Mapping Reads with BWA MEM

The datasets from Zenodo (14258052) contain the reference genome file and its index files.

The trimmed reads (after adapter and low-quality base removal) need to be mapped to a reference genome.

Task 1: Map Reads

Map the reads to the GCA_021130815.1_PanTigT.MC.v3_genomic.fna reference genome.

Task 2: Convert SAM to BAM

The mapping creates a .sam file which is large. Convert it into a .bam file.

Task 3: Sort BAM Files

Reads in SAM/BAM are arranged randomly. Sorting by genomic coordinates improves efficiency for downstream analysis like variant calling.

Task 4: Remove or Mark Duplicate Reads

• PCR duplicates: arise from over-amplification during PCR, not true biological fragments.
• Optical duplicates: arise from sequencing machine artifacts.

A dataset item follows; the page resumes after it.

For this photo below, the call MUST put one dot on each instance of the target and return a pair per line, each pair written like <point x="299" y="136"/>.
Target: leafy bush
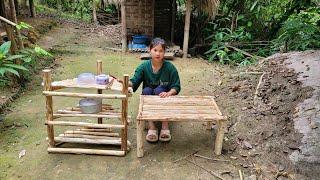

Note: For ddRAD, RADseq, and amplicon sequencing this step should be avoided, since most reads are duplicates by design.

Task 5: Index BAM File

Indexing the sorted, duplicate-marked BAM file allows quick access to specific genomic regions for downstream SNP calling.

Task 6: Estimate Statistics

Estimate sequencing depth and percent mapping of the reads to the reference genome. Look for a section "Chromosome-wise coverage" or similar.